Transformations (I): Map and Filter
Explore how to apply map and filter transformations on Spark DataFrames using the Java API. Understand the use of MapFunction and FilterFunction interfaces to modify and filter data while respecting Spark's immutability. Learn practical examples of transforming column values and filtering rows based on conditions, enhancing your big data manipulation skills.
This lesson follows the project embedded in the widget below.
It is recommended that we follow the explanations in tandem with the code, and run the project to see the results. It’s also helpful to change parts of the code and detour a bit from the code base to experiment and see the results live.
mvn install exec:exec
Let’s print the DataFrame’s first five lines, containing data about foods and their respective related data, by running the project for the first time with mvn install exec:exec
+--------------+--------------------+----------------+--------------------+
| FOOD NAME| SCIENTIFIC NAME| GROUP| SUB GROUP|
+--------------+--------------------+----------------+--------------------+
| Angelica| Angelica keiskei|Herbs and Spices| Herbs|
| Savoy cabbage|Brassica oleracea...| Vegetables| Cabbages|
| Silver linden| Tilia argentea|Herbs and Spices| Herbs|
| Kiwi| Actinidia chinensis| Fruits| Tropical fruits|
|Allium (Onion)| Allium| Vegetables|Onion-family vege...|
+--------------+--------------------+----------------+--------------------+
only showing top 5 rows
Map
In plain terms, the map transformation provides the functionality to apply a function to all the elements of a DataFrame (or other Spark abstractions).
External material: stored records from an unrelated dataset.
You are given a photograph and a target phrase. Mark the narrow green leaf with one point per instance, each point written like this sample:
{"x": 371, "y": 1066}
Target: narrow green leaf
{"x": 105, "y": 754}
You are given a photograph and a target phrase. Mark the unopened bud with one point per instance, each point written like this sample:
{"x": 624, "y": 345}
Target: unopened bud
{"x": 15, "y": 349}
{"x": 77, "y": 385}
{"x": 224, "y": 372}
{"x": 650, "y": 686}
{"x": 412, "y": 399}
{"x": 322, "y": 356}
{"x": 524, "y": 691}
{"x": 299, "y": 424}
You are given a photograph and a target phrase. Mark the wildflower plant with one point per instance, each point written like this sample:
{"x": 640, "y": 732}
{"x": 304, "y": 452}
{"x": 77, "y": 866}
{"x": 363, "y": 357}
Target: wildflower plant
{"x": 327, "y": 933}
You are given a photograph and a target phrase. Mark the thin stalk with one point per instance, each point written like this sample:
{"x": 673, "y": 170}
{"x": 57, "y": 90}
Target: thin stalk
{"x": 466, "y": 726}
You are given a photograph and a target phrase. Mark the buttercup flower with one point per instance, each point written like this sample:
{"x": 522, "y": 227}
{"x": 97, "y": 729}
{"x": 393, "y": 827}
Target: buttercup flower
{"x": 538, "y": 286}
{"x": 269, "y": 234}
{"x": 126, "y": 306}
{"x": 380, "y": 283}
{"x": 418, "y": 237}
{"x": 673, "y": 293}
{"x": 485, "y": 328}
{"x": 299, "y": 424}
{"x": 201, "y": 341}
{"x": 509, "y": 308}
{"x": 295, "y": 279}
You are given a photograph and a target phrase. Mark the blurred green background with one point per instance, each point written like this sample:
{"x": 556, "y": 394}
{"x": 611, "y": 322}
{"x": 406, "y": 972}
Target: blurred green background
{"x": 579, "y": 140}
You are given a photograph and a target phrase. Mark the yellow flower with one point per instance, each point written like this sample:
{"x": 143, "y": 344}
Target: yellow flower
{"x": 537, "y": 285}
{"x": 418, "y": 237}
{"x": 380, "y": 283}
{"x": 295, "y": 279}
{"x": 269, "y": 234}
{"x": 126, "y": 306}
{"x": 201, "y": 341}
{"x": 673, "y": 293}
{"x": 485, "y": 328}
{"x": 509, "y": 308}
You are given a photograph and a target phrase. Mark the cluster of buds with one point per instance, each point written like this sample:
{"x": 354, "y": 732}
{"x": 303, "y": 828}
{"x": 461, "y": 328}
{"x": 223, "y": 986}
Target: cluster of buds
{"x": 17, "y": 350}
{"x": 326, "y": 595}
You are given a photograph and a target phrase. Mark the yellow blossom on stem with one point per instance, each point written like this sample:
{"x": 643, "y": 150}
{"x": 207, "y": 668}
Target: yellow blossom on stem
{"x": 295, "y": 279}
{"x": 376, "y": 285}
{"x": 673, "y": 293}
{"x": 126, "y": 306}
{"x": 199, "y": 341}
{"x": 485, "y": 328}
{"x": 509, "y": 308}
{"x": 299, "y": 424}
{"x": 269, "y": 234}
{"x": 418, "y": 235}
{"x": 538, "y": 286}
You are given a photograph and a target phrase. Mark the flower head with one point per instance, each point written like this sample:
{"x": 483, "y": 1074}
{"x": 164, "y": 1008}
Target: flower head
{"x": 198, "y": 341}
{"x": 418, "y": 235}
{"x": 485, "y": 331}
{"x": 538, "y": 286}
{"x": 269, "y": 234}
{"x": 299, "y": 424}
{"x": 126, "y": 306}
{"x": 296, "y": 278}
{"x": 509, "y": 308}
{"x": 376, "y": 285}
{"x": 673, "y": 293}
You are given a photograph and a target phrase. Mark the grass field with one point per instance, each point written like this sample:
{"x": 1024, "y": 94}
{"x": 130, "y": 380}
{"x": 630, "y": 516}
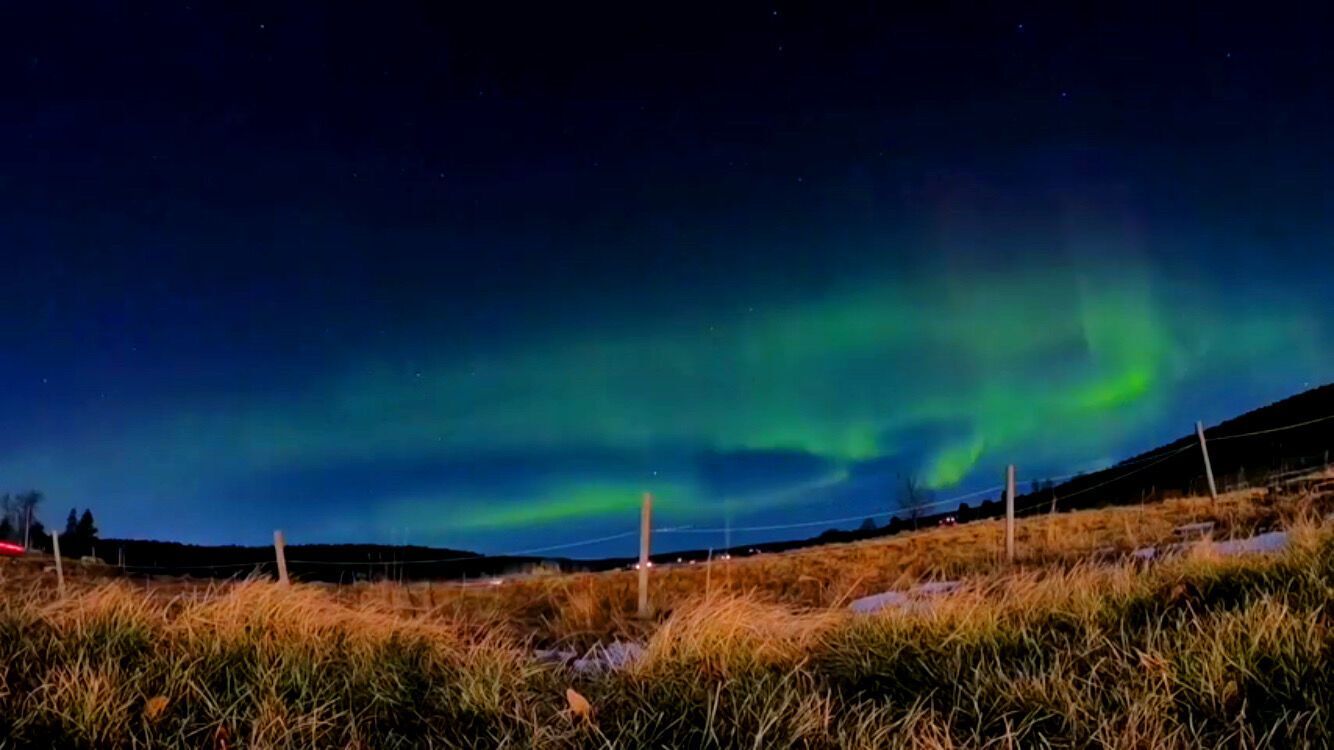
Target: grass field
{"x": 1057, "y": 651}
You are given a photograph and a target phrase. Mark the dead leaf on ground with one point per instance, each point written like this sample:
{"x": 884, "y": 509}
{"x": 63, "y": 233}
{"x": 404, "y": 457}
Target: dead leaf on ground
{"x": 155, "y": 707}
{"x": 579, "y": 705}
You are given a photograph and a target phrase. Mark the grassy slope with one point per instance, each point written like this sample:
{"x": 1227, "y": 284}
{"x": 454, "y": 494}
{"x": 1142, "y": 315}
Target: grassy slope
{"x": 1198, "y": 651}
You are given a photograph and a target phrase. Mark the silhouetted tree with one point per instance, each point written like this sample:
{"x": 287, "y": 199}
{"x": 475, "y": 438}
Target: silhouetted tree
{"x": 20, "y": 510}
{"x": 914, "y": 498}
{"x": 86, "y": 533}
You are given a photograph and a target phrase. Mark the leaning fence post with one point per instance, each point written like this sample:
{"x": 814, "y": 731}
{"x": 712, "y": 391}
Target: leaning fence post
{"x": 646, "y": 529}
{"x": 1209, "y": 470}
{"x": 60, "y": 570}
{"x": 279, "y": 550}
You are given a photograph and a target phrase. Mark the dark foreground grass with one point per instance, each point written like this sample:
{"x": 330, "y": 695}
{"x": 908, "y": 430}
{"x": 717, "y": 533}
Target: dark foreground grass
{"x": 1195, "y": 653}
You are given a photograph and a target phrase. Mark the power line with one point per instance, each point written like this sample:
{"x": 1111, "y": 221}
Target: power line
{"x": 1271, "y": 430}
{"x": 823, "y": 522}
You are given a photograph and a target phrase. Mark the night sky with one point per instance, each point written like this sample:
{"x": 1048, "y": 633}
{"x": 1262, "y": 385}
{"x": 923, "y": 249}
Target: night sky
{"x": 479, "y": 274}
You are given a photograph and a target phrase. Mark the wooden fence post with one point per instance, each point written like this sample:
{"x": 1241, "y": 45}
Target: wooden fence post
{"x": 646, "y": 529}
{"x": 279, "y": 550}
{"x": 1009, "y": 513}
{"x": 60, "y": 570}
{"x": 1209, "y": 470}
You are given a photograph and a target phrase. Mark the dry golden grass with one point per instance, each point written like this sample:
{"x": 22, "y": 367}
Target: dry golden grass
{"x": 1058, "y": 651}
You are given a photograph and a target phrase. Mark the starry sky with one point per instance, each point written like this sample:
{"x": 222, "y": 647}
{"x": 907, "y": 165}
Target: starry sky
{"x": 478, "y": 274}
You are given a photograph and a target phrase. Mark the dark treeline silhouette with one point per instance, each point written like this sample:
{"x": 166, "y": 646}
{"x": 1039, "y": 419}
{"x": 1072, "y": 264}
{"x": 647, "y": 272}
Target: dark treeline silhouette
{"x": 331, "y": 563}
{"x": 1149, "y": 477}
{"x": 19, "y": 519}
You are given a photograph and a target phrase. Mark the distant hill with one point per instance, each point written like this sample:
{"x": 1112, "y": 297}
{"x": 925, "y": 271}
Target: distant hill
{"x": 312, "y": 562}
{"x": 1295, "y": 433}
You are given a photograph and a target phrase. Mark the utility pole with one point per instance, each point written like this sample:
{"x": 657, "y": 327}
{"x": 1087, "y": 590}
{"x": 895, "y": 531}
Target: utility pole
{"x": 280, "y": 553}
{"x": 1009, "y": 513}
{"x": 646, "y": 530}
{"x": 1209, "y": 470}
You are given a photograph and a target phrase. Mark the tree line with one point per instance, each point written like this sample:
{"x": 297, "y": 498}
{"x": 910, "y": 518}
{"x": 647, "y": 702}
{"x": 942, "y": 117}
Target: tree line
{"x": 19, "y": 523}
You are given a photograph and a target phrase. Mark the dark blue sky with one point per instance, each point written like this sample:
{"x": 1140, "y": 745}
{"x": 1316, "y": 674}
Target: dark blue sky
{"x": 478, "y": 276}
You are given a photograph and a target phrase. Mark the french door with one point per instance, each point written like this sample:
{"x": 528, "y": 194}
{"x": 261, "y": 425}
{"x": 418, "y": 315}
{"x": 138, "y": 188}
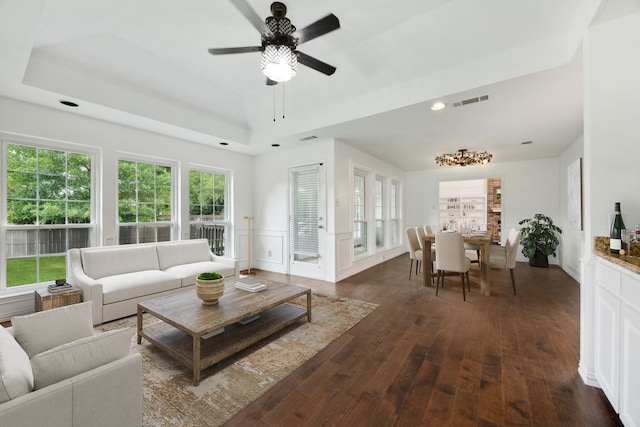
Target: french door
{"x": 307, "y": 233}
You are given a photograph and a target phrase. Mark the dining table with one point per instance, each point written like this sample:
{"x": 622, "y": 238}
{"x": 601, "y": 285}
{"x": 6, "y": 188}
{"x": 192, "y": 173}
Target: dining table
{"x": 482, "y": 238}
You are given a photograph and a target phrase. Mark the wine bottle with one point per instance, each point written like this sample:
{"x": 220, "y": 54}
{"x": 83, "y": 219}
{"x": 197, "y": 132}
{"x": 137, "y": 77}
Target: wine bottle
{"x": 616, "y": 231}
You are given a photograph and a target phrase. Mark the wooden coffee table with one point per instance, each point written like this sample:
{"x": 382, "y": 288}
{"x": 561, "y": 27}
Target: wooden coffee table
{"x": 186, "y": 323}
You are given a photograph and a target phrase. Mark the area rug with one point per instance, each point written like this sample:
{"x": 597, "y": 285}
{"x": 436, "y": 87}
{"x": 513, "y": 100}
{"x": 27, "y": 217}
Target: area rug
{"x": 171, "y": 399}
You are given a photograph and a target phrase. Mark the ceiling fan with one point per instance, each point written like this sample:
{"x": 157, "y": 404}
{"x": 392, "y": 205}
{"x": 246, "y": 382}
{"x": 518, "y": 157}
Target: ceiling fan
{"x": 280, "y": 40}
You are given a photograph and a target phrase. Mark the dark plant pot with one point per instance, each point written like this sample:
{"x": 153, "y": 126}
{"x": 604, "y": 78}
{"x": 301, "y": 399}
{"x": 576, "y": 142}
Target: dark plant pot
{"x": 539, "y": 260}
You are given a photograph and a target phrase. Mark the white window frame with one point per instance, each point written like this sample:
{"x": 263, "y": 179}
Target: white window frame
{"x": 93, "y": 225}
{"x": 158, "y": 161}
{"x": 226, "y": 222}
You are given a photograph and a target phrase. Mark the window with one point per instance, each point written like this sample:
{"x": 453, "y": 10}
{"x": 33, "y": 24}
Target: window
{"x": 144, "y": 202}
{"x": 394, "y": 212}
{"x": 359, "y": 212}
{"x": 48, "y": 211}
{"x": 379, "y": 211}
{"x": 208, "y": 217}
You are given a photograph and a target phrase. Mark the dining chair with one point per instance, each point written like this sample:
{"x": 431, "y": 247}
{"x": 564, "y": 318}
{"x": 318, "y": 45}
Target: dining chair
{"x": 415, "y": 252}
{"x": 421, "y": 232}
{"x": 451, "y": 259}
{"x": 473, "y": 247}
{"x": 505, "y": 256}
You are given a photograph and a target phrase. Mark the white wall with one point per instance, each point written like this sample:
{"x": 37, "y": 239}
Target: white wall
{"x": 611, "y": 150}
{"x": 271, "y": 172}
{"x": 528, "y": 187}
{"x": 572, "y": 248}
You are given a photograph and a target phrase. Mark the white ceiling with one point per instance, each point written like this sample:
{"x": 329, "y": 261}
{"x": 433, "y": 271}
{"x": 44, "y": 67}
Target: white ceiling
{"x": 144, "y": 63}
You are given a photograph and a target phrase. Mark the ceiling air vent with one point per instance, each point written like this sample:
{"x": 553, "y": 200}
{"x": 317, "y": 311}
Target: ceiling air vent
{"x": 308, "y": 138}
{"x": 471, "y": 101}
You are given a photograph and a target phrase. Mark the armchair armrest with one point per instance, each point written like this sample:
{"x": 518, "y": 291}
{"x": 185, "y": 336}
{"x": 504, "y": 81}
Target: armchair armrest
{"x": 91, "y": 289}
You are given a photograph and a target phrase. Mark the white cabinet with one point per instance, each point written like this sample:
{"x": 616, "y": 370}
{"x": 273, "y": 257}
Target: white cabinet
{"x": 617, "y": 339}
{"x": 473, "y": 209}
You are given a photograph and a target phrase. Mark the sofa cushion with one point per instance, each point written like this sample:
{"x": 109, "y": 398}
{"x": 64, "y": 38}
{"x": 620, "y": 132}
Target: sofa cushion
{"x": 45, "y": 330}
{"x": 70, "y": 359}
{"x": 188, "y": 272}
{"x": 16, "y": 378}
{"x": 182, "y": 252}
{"x": 127, "y": 286}
{"x": 103, "y": 262}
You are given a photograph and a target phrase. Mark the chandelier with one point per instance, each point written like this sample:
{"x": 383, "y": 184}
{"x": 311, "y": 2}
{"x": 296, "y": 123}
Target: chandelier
{"x": 463, "y": 158}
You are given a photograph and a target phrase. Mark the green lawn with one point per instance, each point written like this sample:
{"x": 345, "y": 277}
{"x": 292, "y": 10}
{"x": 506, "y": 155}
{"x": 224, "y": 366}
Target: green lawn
{"x": 22, "y": 271}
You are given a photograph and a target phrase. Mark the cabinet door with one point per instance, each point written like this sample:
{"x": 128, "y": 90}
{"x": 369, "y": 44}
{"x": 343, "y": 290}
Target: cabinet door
{"x": 607, "y": 339}
{"x": 630, "y": 367}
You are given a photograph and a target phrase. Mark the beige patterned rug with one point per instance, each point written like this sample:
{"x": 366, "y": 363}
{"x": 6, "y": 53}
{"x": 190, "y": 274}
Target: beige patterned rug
{"x": 170, "y": 399}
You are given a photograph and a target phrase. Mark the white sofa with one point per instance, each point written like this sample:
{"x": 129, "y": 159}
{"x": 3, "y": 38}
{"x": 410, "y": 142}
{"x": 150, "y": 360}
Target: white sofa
{"x": 56, "y": 372}
{"x": 117, "y": 278}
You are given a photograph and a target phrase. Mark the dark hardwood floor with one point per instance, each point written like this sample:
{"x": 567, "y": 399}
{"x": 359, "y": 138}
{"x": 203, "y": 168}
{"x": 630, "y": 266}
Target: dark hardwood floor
{"x": 419, "y": 360}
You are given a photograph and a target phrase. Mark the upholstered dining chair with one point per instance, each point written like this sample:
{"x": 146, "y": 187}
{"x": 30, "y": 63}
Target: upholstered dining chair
{"x": 421, "y": 232}
{"x": 451, "y": 259}
{"x": 415, "y": 252}
{"x": 505, "y": 256}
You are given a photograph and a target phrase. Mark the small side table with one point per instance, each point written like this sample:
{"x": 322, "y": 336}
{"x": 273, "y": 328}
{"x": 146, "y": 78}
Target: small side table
{"x": 46, "y": 300}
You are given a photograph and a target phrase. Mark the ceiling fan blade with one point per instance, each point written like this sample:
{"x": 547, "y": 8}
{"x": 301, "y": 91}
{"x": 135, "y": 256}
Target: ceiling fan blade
{"x": 314, "y": 63}
{"x": 317, "y": 29}
{"x": 228, "y": 50}
{"x": 247, "y": 11}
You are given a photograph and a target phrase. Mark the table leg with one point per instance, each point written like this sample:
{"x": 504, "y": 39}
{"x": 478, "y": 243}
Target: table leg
{"x": 426, "y": 262}
{"x": 196, "y": 359}
{"x": 139, "y": 327}
{"x": 485, "y": 286}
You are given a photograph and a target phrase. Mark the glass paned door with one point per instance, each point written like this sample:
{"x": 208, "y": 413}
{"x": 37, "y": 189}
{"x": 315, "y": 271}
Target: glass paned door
{"x": 306, "y": 222}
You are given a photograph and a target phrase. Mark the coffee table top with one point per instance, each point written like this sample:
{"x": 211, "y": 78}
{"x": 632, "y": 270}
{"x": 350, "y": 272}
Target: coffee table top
{"x": 185, "y": 311}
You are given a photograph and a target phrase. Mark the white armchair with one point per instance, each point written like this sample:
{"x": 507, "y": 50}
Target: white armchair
{"x": 505, "y": 256}
{"x": 451, "y": 258}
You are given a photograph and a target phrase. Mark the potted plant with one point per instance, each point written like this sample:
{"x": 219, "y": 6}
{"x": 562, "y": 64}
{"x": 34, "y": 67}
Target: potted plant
{"x": 539, "y": 239}
{"x": 209, "y": 287}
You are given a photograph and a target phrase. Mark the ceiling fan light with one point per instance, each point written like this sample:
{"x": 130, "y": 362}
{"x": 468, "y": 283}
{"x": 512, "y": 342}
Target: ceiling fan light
{"x": 279, "y": 63}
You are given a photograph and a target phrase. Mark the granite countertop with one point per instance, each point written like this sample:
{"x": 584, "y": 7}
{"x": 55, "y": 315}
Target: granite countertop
{"x": 628, "y": 262}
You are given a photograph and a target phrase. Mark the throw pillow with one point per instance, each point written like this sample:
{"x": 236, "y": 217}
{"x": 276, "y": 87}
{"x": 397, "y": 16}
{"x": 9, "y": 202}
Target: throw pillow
{"x": 79, "y": 356}
{"x": 16, "y": 378}
{"x": 45, "y": 330}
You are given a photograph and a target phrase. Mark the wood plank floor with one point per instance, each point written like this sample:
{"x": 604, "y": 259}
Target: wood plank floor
{"x": 419, "y": 360}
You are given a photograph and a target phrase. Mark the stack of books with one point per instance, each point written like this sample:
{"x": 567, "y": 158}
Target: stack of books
{"x": 250, "y": 284}
{"x": 59, "y": 288}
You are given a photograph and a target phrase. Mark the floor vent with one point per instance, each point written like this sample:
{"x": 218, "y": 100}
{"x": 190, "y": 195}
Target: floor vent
{"x": 308, "y": 138}
{"x": 471, "y": 101}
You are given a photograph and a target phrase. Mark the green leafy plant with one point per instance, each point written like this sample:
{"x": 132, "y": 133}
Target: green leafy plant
{"x": 209, "y": 276}
{"x": 539, "y": 234}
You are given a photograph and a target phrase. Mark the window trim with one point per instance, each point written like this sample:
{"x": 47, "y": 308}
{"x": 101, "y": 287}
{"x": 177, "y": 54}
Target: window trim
{"x": 227, "y": 222}
{"x": 156, "y": 161}
{"x": 94, "y": 225}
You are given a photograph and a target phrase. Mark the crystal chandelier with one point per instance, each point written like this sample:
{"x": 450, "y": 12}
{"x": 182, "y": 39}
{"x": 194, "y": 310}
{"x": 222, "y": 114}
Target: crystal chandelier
{"x": 279, "y": 63}
{"x": 463, "y": 158}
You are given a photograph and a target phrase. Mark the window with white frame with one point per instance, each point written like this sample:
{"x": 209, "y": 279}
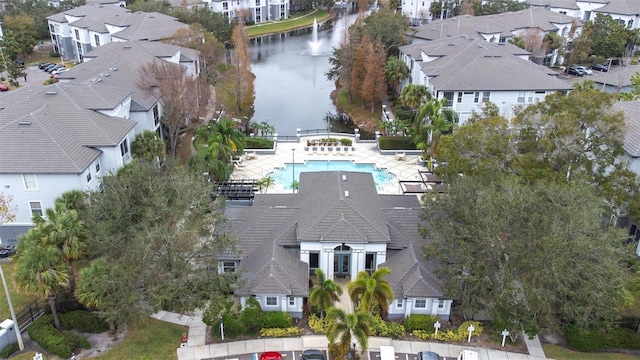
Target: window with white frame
{"x": 229, "y": 266}
{"x": 30, "y": 181}
{"x": 124, "y": 148}
{"x": 36, "y": 208}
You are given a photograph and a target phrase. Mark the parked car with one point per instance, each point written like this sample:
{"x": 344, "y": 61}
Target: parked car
{"x": 600, "y": 67}
{"x": 572, "y": 70}
{"x": 59, "y": 71}
{"x": 428, "y": 355}
{"x": 585, "y": 69}
{"x": 313, "y": 354}
{"x": 271, "y": 355}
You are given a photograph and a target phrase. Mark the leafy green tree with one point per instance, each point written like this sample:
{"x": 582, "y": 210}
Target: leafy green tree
{"x": 609, "y": 37}
{"x": 325, "y": 293}
{"x": 40, "y": 269}
{"x": 160, "y": 225}
{"x": 372, "y": 290}
{"x": 346, "y": 327}
{"x": 71, "y": 200}
{"x": 148, "y": 146}
{"x": 216, "y": 144}
{"x": 542, "y": 248}
{"x": 395, "y": 72}
{"x": 22, "y": 29}
{"x": 107, "y": 287}
{"x": 65, "y": 230}
{"x": 265, "y": 183}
As developers, it is always a good exercise to read a method signature because it can show intent and the contract we have to abide by for the map method it is defined as:
map(MapFunction<T,U> func, Encoder<U> encoder)
-
Func: Of the two arguments it takes, its first is a MapFunction type called Func. We’ve used it in a previous lesson, but we can reiterate that it defines an Interface containing a sole method (call) with an input of type ‘T’ and an Output or return type of ‘U.’ In Java ...